Opera running wild in Australia

Opera has a long history of supporting Web Directions events, and this year is no different. We are sponsoring the main conference, and giving numerous talks throughout the week:

  • I am attending the main Web Directions South conference, co-hosting the Ed Directions education workshop, and speaking at WE Rock, WebJam and Ignite Sydney. Phew!
  • Lachlan Hunt is giving Opera's point of view on the State of the Web as a Platform panel
  • Daniel Davis is turning up to meet a lot of new faces, talk the talk and walk the walk, and generally be sociable. He is dedicating a lot of his time to working on Widgets, so should be able to answer any questions you have on those

We are all looking forward to having some great conversations, so come up and talk to us!

Competition time

Ok, here's some exciting news - Opera have a free ticket for the main Web Directions South conference going spare, and we are offering it up as a competition prize.

To get a chance to win, all you have to do is submit an abstract detailing what you would do to showcase the new breed of web standards - CSS 3, HTML 5, SVG, etc. Give us at the minimum some sketches, mockups, etc, and a couple of paragraphs of description, and submit your entry by 23.58 GMT Sunday October the 4th. You can post it on your blog (or in a Google doc, perhaps) and give us the URL below in the comments.

We will then judge the competition and announce the winner on Monday October the 5th.

The only condition is that the showcase idea must work in Opera 10. The winner will be invited to write up their showcase as an article to be published on the dev.opera.com front page!

The winner will get their name put down for a free ticket at the door of WDS (please note that we are only supplying the free ticket, not paying for travel costs!)

Opera Mini 5 beta is outOver the Air - presentation on universal access devices

Comments

Guillermo 30. September 2009, 13:59

(please note that we are only supplying the free ticket, not paying for travel costs!)



what if the showcase is really, really, reaaaaally mind blowing?

Chris Mills 30. September 2009, 17:08

Originally posted by Guille:

what if the showcase is really, really, reaaaaally mind blowing?



Depends. Try me ;-)

Guillermo 30. September 2009, 20:52

OK, a friend and I are working on a 3D "browser" for the visually impaired. My English sucks but I think you will understand the idea.

We present to the user a 3D sound interface showing the hierarchy and position of a web page's elements. So the user will listen the page's content from his location on a tree-dimensional space and will be able to interact with it by using the mouse, keyboard, or any other suitable technology.

One of our main objectives was to make it platform and OS independent.

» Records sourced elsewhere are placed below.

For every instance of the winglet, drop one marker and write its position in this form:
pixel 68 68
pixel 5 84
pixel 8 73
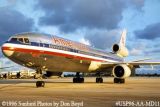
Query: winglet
pixel 122 41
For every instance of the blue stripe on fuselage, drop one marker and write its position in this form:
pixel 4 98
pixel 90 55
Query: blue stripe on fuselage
pixel 65 49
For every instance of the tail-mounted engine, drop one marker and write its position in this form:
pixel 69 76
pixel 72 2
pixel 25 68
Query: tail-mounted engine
pixel 120 50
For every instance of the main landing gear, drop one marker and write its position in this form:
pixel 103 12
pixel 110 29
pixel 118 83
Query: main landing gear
pixel 99 79
pixel 78 79
pixel 38 75
pixel 118 80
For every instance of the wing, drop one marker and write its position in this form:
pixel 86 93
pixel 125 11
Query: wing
pixel 133 63
pixel 5 67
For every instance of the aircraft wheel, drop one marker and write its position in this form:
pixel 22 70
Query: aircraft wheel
pixel 99 80
pixel 78 80
pixel 118 80
pixel 40 84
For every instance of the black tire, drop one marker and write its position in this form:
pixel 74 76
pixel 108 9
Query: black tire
pixel 78 80
pixel 40 84
pixel 118 80
pixel 99 80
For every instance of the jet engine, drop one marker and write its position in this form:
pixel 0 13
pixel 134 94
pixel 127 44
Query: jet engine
pixel 120 50
pixel 49 74
pixel 121 71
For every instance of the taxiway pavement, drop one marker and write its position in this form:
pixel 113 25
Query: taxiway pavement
pixel 88 94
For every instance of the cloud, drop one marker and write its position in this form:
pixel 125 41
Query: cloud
pixel 84 41
pixel 12 22
pixel 69 16
pixel 149 32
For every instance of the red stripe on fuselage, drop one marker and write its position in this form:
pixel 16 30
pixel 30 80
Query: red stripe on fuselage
pixel 32 51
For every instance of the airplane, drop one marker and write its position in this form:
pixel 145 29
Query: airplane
pixel 54 55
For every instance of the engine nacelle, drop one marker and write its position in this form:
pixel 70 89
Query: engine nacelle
pixel 121 71
pixel 120 50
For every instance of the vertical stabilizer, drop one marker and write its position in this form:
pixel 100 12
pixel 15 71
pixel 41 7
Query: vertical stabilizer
pixel 122 41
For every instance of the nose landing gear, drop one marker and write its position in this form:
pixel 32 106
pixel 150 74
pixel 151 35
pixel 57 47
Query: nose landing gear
pixel 38 75
pixel 78 79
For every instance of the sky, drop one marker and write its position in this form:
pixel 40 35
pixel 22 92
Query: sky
pixel 97 23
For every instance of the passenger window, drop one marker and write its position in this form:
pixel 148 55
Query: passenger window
pixel 26 40
pixel 20 39
pixel 13 39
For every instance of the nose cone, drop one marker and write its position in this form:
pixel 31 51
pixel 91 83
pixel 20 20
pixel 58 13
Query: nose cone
pixel 7 50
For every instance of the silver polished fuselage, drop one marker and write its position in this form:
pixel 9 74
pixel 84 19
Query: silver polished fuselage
pixel 51 53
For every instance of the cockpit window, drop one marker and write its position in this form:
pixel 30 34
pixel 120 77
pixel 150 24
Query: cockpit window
pixel 26 40
pixel 13 39
pixel 20 40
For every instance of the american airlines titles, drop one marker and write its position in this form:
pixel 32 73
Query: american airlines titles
pixel 63 42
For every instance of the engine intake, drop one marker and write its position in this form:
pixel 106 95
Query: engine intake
pixel 121 71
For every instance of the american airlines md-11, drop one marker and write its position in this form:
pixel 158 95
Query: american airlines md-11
pixel 55 55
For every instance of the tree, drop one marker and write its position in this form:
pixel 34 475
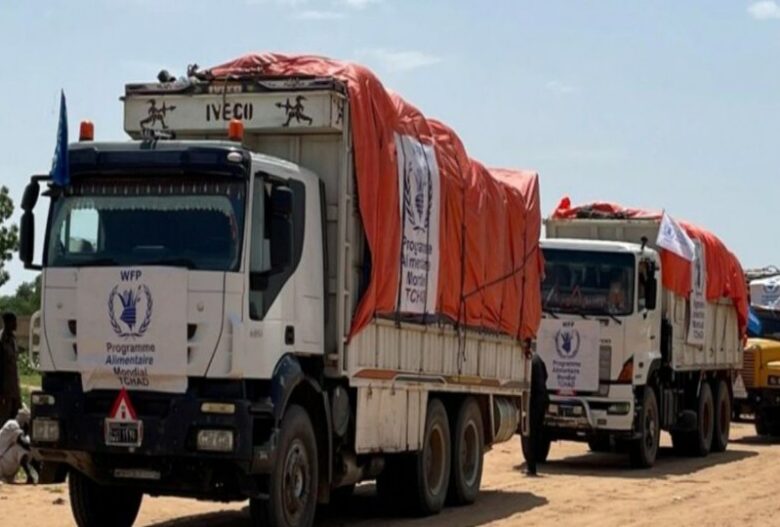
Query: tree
pixel 9 234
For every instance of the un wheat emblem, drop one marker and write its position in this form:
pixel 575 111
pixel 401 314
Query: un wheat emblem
pixel 417 202
pixel 129 299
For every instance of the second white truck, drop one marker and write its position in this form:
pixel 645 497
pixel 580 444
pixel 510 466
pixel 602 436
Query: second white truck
pixel 627 356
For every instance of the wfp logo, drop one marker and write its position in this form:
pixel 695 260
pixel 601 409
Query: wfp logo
pixel 567 343
pixel 418 197
pixel 127 302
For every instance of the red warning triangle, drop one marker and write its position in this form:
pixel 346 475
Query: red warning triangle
pixel 123 409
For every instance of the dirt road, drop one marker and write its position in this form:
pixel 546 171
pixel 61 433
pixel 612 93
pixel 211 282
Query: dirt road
pixel 738 487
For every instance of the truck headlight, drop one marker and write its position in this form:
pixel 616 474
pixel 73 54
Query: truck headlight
pixel 42 399
pixel 46 430
pixel 618 408
pixel 218 408
pixel 215 440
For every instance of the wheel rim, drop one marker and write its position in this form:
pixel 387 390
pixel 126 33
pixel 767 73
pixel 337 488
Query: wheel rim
pixel 469 454
pixel 296 485
pixel 434 458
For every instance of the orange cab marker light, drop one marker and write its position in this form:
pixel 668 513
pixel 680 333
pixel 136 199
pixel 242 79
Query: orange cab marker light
pixel 86 131
pixel 236 130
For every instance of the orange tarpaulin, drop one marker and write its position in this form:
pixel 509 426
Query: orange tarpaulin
pixel 725 278
pixel 488 262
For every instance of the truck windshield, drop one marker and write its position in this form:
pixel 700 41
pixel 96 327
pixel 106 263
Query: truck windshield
pixel 588 282
pixel 770 323
pixel 195 223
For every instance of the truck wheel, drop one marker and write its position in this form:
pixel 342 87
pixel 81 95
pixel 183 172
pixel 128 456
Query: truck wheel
pixel 292 485
pixel 644 451
pixel 467 454
pixel 706 421
pixel 720 435
pixel 431 466
pixel 94 505
pixel 544 448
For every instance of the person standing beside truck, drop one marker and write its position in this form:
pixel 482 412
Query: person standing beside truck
pixel 538 408
pixel 10 393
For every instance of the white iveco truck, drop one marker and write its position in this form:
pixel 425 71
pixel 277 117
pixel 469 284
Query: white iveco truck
pixel 194 332
pixel 623 360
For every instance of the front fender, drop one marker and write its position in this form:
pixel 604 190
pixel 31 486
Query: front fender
pixel 288 377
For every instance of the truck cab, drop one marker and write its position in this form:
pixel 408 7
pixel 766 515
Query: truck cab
pixel 160 260
pixel 208 327
pixel 610 287
pixel 761 373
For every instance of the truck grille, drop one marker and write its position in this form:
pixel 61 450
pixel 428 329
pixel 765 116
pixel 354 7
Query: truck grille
pixel 749 368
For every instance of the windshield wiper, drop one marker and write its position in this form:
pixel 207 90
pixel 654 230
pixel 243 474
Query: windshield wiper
pixel 174 262
pixel 98 262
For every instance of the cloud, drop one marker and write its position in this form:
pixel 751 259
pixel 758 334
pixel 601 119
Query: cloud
pixel 400 60
pixel 360 4
pixel 560 87
pixel 313 14
pixel 764 10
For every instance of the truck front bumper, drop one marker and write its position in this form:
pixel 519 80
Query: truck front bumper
pixel 584 417
pixel 168 460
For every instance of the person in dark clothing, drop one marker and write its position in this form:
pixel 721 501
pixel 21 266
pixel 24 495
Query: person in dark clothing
pixel 10 393
pixel 538 409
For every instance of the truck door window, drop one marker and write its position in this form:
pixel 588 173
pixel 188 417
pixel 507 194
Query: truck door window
pixel 265 281
pixel 79 232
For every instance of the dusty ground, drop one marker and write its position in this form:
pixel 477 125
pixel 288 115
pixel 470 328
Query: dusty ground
pixel 738 487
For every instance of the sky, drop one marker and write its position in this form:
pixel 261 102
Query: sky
pixel 658 104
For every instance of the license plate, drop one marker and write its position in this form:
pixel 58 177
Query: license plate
pixel 124 433
pixel 136 473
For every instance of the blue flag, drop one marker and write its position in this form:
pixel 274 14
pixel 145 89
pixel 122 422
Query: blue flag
pixel 60 166
pixel 755 328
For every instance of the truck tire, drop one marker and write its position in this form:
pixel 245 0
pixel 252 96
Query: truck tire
pixel 702 439
pixel 644 451
pixel 467 454
pixel 94 505
pixel 430 469
pixel 722 412
pixel 544 451
pixel 292 485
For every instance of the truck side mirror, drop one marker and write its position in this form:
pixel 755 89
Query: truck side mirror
pixel 27 227
pixel 281 205
pixel 27 239
pixel 30 197
pixel 651 292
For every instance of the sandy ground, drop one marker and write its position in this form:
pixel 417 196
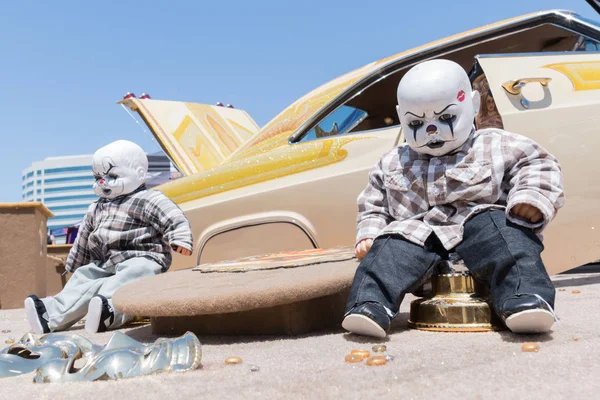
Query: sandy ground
pixel 426 364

So our solution was to develop a plug-in that uses NPAPI, and by using userJS connects itself to the browser and get information about the page that is being displayed (element's position, semantic structure, mouse position, DOM changes, and so on), process that information and present it to the user using 3D sound.

We are finishing the technical investigation phase with virtually every technical problem solved, and we are looking forward to advance to the development phase soon.

You can see a HTML version of Tiressias's paper (Sadly, it is on Spanish only). Tiressias is the project's name).

This project has been presented on the CakeFest 2008 on Buenos Aires, on the CNEISI 2008 and 2009 (CNEISI is a national congress of system engineers). It was elected as the best investigation project of System Engineer on Argentina at CNEISI 2009. (we used Opera to showcase Tiressias on all presentations).

Chris Mills 5. October 2009, 19:49

This sounds really interesting.

You have won the competition, but we can't really afford to pay for your travel over to Australia, I'm afraid. We will have to send you something as a momento!

I would love to read up more about this project. Would you be prepared to help me put together an article about it? We could blog it somewhere, and get some more exposure for your project. It sounds really innovative, and I'm sure others would be interested in finding out more about it.